On December 24, Alex observed her thirtieth birthday. The event was a bittersweet occasion, considering the events of the year. But she celebrated with a small group of friends in Washington. As was frequently the case with her birthday, falling on the day it did, it was a half-Christmas half-birthday celebration. Friends from work filtered in, as well as friends from the gym. Don Tomás dropped by to speak five languages and keep everyone amused. And once again, Alex missed Robert horribly.
She went to a Christmas Eve service at her church in Washington and then went home alone. On Christmas morning, she did something unusual. She slept.
Over the next two days, she packed. The job in New York had been offered to her, and she had accepted it. The moving men arrived on the twenty-seventh. Her personal bags were packed and stashed in the trunk of her car. The listening devices she had personally disabled. One morning when she was out for a walk, she threw them into the Potomac.
As the moving men worked, she dropped by a few of the establishments that she had patronized in the neighborhood. She said her good-byes.
When she went back to her apartment, it was empty. She stood and looked at it for a long, cold moment.
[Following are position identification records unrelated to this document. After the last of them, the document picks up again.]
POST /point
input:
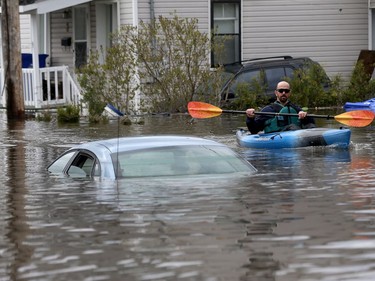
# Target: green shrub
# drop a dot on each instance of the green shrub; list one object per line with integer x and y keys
{"x": 45, "y": 116}
{"x": 68, "y": 114}
{"x": 361, "y": 87}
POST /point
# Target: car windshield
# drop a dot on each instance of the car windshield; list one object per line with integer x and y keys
{"x": 179, "y": 161}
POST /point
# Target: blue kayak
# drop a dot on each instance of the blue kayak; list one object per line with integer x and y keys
{"x": 298, "y": 138}
{"x": 361, "y": 105}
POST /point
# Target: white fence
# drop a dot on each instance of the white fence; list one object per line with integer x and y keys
{"x": 57, "y": 88}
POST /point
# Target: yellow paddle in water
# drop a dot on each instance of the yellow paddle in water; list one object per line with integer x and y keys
{"x": 356, "y": 118}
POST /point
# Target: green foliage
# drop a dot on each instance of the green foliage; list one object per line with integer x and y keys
{"x": 250, "y": 95}
{"x": 114, "y": 80}
{"x": 165, "y": 60}
{"x": 91, "y": 77}
{"x": 308, "y": 87}
{"x": 69, "y": 114}
{"x": 45, "y": 116}
{"x": 173, "y": 58}
{"x": 361, "y": 87}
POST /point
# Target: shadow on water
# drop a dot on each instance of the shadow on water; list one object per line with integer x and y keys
{"x": 17, "y": 226}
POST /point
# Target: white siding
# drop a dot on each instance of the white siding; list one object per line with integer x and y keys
{"x": 331, "y": 32}
{"x": 126, "y": 12}
{"x": 60, "y": 28}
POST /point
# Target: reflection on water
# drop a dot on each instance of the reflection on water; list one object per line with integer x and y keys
{"x": 308, "y": 214}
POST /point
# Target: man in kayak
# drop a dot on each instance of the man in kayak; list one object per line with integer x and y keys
{"x": 279, "y": 123}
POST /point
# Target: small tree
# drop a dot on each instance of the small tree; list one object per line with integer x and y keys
{"x": 91, "y": 77}
{"x": 361, "y": 87}
{"x": 173, "y": 57}
{"x": 166, "y": 60}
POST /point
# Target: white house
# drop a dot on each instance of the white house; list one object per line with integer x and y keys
{"x": 332, "y": 32}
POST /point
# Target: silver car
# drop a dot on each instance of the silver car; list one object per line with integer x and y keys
{"x": 149, "y": 156}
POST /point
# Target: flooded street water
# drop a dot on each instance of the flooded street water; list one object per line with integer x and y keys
{"x": 307, "y": 215}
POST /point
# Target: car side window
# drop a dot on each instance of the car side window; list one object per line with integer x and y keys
{"x": 276, "y": 74}
{"x": 82, "y": 166}
{"x": 247, "y": 77}
{"x": 59, "y": 165}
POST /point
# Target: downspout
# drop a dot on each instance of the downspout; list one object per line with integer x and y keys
{"x": 137, "y": 98}
{"x": 37, "y": 89}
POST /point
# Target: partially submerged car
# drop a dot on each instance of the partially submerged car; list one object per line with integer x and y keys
{"x": 149, "y": 156}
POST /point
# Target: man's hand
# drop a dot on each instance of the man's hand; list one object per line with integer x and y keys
{"x": 250, "y": 112}
{"x": 302, "y": 114}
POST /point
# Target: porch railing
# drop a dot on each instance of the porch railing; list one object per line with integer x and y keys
{"x": 57, "y": 88}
An instinct told her to take a walk through and then another instinct warned her not to. Enough was enough. She closed the door.
She rapped softly on Don Tomás’s door to say good-bye.
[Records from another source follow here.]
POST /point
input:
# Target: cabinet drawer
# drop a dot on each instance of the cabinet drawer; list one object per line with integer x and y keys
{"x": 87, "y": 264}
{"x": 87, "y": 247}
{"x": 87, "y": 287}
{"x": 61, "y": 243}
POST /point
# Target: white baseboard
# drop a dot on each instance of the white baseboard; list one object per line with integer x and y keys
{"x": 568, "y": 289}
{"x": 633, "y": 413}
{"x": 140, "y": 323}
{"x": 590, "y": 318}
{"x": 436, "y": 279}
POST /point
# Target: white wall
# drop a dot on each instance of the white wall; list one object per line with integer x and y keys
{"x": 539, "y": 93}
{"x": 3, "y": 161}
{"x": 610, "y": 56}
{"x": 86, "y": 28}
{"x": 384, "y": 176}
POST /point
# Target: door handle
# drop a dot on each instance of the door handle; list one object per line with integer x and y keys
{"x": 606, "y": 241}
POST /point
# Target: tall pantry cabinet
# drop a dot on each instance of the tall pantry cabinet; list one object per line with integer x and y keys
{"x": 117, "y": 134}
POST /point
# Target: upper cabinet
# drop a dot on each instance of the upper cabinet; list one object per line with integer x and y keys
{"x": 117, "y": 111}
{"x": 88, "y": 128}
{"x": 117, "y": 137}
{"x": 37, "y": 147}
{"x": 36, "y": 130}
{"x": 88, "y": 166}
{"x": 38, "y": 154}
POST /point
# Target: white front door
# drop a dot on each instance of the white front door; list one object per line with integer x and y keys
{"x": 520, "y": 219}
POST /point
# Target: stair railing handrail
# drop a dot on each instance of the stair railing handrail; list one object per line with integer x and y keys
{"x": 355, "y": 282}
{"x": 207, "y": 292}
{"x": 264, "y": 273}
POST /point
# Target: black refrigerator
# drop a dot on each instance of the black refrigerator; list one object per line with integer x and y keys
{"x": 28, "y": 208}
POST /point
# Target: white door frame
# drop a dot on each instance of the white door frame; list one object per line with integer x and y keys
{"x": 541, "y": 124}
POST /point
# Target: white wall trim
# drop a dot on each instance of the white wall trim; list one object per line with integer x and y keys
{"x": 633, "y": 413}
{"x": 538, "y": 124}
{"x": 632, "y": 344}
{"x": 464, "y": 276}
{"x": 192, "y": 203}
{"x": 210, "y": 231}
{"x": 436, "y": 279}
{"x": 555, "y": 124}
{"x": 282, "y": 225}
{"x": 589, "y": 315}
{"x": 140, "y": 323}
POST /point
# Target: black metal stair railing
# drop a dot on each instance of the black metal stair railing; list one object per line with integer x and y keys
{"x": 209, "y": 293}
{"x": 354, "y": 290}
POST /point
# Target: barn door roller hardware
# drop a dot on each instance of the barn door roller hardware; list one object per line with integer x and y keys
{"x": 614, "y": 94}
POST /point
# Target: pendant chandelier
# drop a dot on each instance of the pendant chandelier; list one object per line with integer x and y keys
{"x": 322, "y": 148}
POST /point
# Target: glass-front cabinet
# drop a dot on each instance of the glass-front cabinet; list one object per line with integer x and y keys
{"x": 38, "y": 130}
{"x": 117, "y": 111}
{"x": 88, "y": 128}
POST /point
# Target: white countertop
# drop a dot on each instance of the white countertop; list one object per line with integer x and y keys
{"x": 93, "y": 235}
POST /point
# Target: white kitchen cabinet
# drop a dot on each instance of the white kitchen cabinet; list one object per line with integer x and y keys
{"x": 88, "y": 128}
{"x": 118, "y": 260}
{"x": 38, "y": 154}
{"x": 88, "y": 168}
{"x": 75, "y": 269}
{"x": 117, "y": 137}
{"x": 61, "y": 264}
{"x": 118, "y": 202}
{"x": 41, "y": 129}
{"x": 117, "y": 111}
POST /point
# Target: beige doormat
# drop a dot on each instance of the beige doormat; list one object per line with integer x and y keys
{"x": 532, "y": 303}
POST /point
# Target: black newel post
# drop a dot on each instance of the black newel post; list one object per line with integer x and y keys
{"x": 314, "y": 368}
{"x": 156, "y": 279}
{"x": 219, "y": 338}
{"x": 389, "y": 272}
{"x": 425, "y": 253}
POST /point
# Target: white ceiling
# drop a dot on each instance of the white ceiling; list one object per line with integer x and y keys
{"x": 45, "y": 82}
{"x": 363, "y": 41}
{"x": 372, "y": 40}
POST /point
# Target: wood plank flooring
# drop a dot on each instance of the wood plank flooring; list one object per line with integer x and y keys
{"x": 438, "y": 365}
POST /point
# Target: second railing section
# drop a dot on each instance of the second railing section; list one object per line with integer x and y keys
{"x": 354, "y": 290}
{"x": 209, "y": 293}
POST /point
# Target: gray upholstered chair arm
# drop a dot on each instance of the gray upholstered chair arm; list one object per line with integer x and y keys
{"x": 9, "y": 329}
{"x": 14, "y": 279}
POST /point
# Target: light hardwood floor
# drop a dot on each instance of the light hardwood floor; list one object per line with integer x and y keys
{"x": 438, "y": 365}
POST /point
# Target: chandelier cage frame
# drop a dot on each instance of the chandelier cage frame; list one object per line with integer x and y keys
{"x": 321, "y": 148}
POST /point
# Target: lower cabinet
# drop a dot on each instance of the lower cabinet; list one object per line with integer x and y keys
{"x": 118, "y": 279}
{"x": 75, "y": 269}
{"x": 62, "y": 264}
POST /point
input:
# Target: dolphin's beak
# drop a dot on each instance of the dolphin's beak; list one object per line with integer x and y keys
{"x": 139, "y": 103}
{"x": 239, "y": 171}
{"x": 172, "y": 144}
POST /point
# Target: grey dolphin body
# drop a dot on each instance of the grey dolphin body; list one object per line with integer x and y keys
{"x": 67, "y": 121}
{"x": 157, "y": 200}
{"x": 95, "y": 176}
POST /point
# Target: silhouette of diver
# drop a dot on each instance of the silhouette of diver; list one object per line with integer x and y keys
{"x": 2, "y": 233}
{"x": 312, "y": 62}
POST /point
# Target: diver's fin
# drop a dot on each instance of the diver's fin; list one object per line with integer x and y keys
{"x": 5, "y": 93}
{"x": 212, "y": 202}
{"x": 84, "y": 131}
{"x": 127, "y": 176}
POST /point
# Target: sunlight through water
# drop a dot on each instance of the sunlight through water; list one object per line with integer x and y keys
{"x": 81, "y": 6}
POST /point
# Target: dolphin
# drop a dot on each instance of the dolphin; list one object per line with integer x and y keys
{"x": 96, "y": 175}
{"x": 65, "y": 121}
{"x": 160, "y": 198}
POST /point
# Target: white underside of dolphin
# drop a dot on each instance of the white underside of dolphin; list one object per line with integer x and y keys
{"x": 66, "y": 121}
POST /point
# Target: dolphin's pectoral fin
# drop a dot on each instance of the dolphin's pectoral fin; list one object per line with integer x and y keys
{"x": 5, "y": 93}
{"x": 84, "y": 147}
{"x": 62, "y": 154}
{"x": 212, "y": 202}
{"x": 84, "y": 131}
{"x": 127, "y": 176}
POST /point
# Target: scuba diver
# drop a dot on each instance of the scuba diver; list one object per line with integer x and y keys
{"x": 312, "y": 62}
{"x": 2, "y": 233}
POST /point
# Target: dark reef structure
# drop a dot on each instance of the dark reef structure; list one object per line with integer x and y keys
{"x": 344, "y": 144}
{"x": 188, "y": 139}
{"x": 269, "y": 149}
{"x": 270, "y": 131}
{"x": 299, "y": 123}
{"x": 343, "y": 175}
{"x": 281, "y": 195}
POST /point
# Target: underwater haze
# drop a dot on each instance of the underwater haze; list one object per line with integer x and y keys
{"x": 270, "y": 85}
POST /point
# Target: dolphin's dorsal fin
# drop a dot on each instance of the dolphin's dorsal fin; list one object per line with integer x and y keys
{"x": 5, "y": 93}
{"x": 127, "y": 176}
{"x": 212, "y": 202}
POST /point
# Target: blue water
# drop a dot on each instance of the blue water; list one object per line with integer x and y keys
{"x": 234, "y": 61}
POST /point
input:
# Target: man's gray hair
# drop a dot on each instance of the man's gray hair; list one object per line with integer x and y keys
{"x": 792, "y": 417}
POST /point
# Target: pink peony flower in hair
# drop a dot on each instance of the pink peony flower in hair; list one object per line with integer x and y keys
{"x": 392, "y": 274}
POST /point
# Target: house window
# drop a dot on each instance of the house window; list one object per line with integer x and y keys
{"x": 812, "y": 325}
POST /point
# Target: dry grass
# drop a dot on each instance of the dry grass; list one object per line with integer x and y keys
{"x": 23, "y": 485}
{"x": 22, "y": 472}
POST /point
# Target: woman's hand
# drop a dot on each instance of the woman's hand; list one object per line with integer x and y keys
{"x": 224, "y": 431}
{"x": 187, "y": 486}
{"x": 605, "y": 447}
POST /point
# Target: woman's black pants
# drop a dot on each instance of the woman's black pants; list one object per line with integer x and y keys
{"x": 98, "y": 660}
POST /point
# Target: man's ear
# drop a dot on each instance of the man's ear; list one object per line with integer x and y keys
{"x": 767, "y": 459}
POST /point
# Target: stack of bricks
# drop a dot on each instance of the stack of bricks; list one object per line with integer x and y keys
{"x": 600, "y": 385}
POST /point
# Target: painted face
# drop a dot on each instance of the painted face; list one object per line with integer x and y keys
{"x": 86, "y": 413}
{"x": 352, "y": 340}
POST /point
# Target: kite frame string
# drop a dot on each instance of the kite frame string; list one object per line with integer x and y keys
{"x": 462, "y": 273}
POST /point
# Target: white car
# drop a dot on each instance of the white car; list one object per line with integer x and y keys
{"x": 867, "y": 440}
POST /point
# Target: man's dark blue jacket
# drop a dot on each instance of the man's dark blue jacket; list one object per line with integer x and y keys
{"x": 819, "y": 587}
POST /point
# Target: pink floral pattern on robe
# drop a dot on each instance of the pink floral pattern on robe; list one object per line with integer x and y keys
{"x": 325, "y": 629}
He answered. She gave him a shrug and tried to keep her eyes from welling. He did much the same. Then they embraced in a wordless hug. He had been as close to family as anyone in the last days-older brother, uncle, and advisor. She would miss him.
Then she went down to her car.
She turned the key in the ignition, came up out of the garage, and left her block for the final time as a resident. She drove past the monuments again and then watched them recede in her rearview mirror. Thus, on an otherwise ordinary Tuesday afternoon, Alex moved out of Washington and drove north to New York.
By this time, Janet, her protégée, had found her own friends, her own apartment, and a new job. She was happy, living in Brooklyn, and anxious to introduce Alex to her new boyfriend, who-against Alex’s best advice-was one of her former bodyguards.